MILWAUKEE -- Milwaukee police on Monday, July 27 released surveillance images of a man wanted in connection with the shooting death of Bernell Trammell in Riverwest Thursday, July 23.
It happened around 12:30 p.m. near Bremen and Wright.
Police described the shooter as a man in his 30s, standing 6' tall, weighing 200 pounds -- last seen wearing a white and red baseball cap, a black mask covering the lower portion of his face, a black and red long sleeve shirt with white writing on the front, white or light colored pants, black socks and white shoes. His mode of transportation was a black bicycle.
If anyone has any information they are asked to call Milwaukee police at 414-935-7360 or Milwaukee Crime Stoppers at 414-224-TIPS where their TIP can lead to a cash reward.

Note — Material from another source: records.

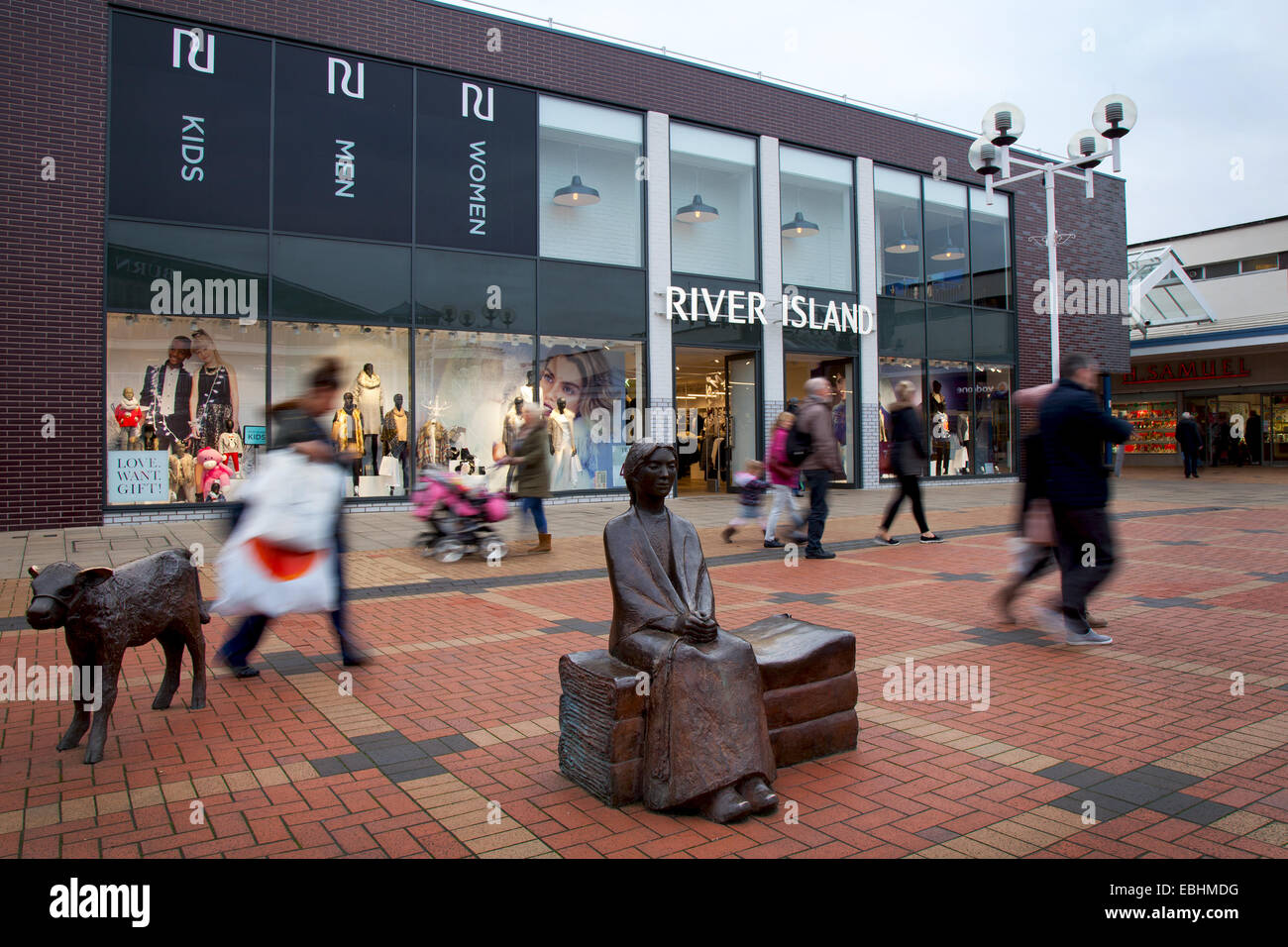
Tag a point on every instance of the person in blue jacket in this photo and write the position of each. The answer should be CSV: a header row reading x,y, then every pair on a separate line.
x,y
1074,429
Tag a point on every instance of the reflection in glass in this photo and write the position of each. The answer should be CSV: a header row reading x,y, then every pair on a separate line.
x,y
816,191
715,232
949,411
171,390
898,219
467,386
591,193
947,261
991,249
590,390
993,440
892,371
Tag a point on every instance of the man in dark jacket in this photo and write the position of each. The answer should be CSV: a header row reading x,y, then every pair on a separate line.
x,y
823,463
1074,428
1189,440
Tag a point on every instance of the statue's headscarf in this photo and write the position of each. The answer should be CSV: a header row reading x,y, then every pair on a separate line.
x,y
639,455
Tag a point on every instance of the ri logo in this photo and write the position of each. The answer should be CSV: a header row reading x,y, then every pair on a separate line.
x,y
472,91
197,43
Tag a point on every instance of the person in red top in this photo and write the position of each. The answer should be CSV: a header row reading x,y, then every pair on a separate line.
x,y
129,416
782,476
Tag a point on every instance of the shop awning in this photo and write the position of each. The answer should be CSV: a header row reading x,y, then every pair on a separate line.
x,y
1159,292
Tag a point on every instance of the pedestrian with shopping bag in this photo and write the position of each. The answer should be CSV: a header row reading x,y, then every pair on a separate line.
x,y
284,552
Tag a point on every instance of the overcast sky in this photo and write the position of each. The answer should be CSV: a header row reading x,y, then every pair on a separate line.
x,y
1210,78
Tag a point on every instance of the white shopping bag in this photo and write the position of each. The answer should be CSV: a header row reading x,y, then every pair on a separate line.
x,y
291,501
281,556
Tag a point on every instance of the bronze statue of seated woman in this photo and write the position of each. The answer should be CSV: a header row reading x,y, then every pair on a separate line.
x,y
706,742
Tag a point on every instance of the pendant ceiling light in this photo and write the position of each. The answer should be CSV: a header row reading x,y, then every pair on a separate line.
x,y
576,195
951,250
697,213
906,244
799,227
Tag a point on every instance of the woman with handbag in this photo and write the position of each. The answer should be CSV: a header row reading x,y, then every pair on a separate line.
x,y
907,460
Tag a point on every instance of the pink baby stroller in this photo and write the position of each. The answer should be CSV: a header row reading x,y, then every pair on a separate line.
x,y
458,517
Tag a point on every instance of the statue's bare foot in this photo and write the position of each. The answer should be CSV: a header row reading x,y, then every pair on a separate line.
x,y
758,793
725,805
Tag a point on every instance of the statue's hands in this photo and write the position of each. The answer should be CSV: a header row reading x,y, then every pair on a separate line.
x,y
698,629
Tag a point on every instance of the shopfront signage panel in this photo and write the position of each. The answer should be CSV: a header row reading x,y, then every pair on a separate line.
x,y
343,149
738,307
476,165
189,129
1192,369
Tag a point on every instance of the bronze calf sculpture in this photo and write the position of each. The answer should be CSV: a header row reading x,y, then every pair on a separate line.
x,y
106,611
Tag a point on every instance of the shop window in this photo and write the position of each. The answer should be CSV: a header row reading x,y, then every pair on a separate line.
x,y
375,425
166,269
583,299
590,189
713,224
176,385
995,442
993,335
991,250
798,368
815,202
947,253
467,384
901,328
898,221
892,371
948,408
340,281
478,292
600,385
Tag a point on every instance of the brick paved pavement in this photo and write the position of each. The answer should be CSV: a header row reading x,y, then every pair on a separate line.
x,y
456,718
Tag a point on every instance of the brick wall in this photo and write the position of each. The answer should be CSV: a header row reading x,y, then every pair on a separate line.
x,y
52,235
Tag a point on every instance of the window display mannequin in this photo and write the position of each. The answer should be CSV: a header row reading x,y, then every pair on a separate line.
x,y
372,405
215,402
232,447
511,425
347,434
393,436
181,470
129,416
166,394
565,467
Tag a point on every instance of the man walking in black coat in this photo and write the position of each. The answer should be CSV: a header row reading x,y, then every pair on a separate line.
x,y
1189,440
1074,428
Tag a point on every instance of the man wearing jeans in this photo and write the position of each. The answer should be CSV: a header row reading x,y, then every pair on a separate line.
x,y
1074,427
823,463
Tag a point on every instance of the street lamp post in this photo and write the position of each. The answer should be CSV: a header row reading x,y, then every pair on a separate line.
x,y
991,155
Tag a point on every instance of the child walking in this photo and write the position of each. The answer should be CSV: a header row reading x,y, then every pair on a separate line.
x,y
751,480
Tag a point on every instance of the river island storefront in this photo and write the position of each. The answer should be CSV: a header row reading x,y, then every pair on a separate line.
x,y
464,244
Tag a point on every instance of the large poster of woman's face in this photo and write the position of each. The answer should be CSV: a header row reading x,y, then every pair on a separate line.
x,y
589,393
174,392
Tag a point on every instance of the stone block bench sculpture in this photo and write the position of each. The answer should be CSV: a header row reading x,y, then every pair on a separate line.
x,y
809,690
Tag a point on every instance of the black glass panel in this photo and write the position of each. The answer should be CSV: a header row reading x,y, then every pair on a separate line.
x,y
185,270
189,127
901,328
477,291
995,335
948,331
604,302
476,165
343,146
339,281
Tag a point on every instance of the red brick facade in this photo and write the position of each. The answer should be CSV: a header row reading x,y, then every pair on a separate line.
x,y
52,236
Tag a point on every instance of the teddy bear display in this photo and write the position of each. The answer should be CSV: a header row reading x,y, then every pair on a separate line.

Police said Monday this incident is still under investigation and the motive of this homicide is still under determination.
With Milwaukee police searching for who shot and killed him, friends told FOX6 News Sunday they're remembering the life of a man they say practiced what he preached -- calling for peace, love and unity -- hopeful someone who knows something about who is responsible for Trammell's murder will speak up.

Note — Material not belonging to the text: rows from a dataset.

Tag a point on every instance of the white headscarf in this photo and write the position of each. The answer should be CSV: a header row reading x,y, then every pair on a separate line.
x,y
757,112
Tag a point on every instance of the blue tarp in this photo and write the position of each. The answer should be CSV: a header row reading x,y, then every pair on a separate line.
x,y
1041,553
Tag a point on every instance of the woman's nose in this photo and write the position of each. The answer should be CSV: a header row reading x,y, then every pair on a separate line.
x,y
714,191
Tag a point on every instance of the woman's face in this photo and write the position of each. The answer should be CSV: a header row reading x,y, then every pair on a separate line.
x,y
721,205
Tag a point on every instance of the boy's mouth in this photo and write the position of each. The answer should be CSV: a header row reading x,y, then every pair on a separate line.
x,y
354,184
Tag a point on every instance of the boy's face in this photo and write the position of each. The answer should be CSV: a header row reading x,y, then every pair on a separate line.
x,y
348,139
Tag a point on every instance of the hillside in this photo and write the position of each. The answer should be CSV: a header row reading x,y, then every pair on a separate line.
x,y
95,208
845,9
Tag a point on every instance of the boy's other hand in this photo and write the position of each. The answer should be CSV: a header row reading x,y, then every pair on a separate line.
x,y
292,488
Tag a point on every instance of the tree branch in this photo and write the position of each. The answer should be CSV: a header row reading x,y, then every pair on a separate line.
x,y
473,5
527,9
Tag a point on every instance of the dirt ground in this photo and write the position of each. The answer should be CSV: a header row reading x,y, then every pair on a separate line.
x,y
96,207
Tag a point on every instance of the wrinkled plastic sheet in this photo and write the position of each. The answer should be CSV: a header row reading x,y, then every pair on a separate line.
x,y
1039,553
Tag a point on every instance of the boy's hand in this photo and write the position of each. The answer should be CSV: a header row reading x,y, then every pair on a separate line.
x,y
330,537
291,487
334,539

In the wake of his death, loved ones and complete strangers have stopped by a growing memorial outside 915 E. Wright Street, seeking healing with Milwaukee police on the hunt for the person(s) responsible for Trammell's death.
"What I learned from him is to stay positive, man," said Felix Ramsey Sr., friend of Trammell.
"I don't know why he died, but I'm really angry that my friend was sitting out on the sidewalk and enjoying the sunshine and somebody ambushed him," said Pia Lombardi, friend of Trammell.
Lombardi came to know the Riverwest Rastafarian when she was 18 and intrigued by the religion. That eventually blossomed into her helping run Trammell's Expressions Journal publications.
"What I would want people to know about him is he dedicated his life to recording people's individual, artistic expressions," said Lombardi. "He would publish them for free, and distribute them throughout the community, so that everybody could have a better understanding of each other, and come together."
Ramsey was one of those people.
"I called him BT," said Ramsey. "When you come around him, he always had something positive to say, whether it be religion, politics, or something like that, and it's not that you had to agree with him. If you just listened to him, you would learn a lot."
Ramsey and Lombardi said Trammell, for years, served as a source of positivity for not just the Riverwest community, but anyone wanting a place for good conversation without judgement.
"That's right for you, this is right for me," said Lombardi. "Let's live in unity and happiness, and just embrace each other."
"He was a good brother, good man," said Ramsey.
One that will be sorely missed.
"Yeah. right here," said Ramsey, tapping his chest.
Friends said Sunday they're hoping to have a memorial service for Trammell in the neighborhood later in the week.